Anthologie poétique "femmes"
I- L'amour:
Pierre de Ronsard- Sonnet à Marie
Je vous envoie un bouquet que ma main
Vient de trier de ces fleurs épanies;
Qui ne les eût à ce vêpre cueillies,
Chutes à terre elles fussent demain.
Cela vous soit un exemple certain
Que vos beautés, bien qu’elles soient fleuries,
En peu de temps cherront toutes flétries,
Et, comme fleurs, périront tout soudain.
Le temps s’en va, le temps s’en va, ma dame;
Las! le temps, non, mais nous nous en allons,
Et tôt serons étendus sous la lame;
Et des amours desquelles nous parlons,
Quand serons morts, n’en sera plus nouvelle.
Pour c’aimez-moi cependant qu’êtes belle.
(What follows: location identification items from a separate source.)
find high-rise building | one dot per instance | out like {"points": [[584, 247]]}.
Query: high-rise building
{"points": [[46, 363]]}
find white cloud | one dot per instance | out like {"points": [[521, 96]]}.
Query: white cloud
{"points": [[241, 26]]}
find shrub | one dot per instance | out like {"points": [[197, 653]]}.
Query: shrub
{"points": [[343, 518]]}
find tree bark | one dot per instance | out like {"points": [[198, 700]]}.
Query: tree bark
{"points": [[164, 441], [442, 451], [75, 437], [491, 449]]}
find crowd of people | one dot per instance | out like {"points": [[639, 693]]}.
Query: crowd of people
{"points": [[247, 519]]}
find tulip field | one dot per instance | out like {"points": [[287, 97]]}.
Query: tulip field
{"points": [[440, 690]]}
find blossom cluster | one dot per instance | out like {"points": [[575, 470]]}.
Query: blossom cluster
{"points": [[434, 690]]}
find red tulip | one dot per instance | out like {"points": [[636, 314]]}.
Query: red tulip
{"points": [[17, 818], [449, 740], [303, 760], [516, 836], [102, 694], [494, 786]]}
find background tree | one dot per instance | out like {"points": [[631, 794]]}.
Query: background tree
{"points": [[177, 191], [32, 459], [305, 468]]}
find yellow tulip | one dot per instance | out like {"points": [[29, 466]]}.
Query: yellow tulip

Recueil: Continuation des Amours (1555)
Commentaire:
Marie Dupin, jeune paysanne de Bourgueil. Il lui envoie ici un poème de 14 décasyllabes pour accompagner un bouquet de fleurs. Une nouvelle fois, il associe à la beauté des fleurs l’hommage amoureux, mais aussi la conviction de la brièveté de la vie. Ce poème est constitué de trois phrases, une par quatrain, et une seule pour les deux tercets. La hantise toute ronsardienne du temps qui passe donne à ce poème dont le thème n’est pas nouveau un caractère authentique de part sa simplicité et son émotion. Ronsard cherche à séduire Marie en lui faisant lucidement partager son angoisse. Le poème prend une profondeur nouvelle quand on songe que Marie mourra jeune.
Paul Verlaine- Mon rêve familier
Je fais souvent ce rêve étrange et pénétrant
D'une femme inconnue, et que j'aime, et qui m'aime,
Et qui n'est, chaque fois, ni tout à fait la même
Ni tout à fait une autre, et m'aime et me comprend.
Car elle me comprend, et mon coeur transparent
Pour elle seule, hélas! cesse d'être un problème
Pour elle seule, et les moiteurs de mon front blême,
Elle seule les sait rafraîchir, en pleurant.
Est-elle brune, blonde ou rousse? Je l'ignore.
Son nom? Je me souviens qu'il est doux et sonore,
Comme ceux des aimés que la vie exila.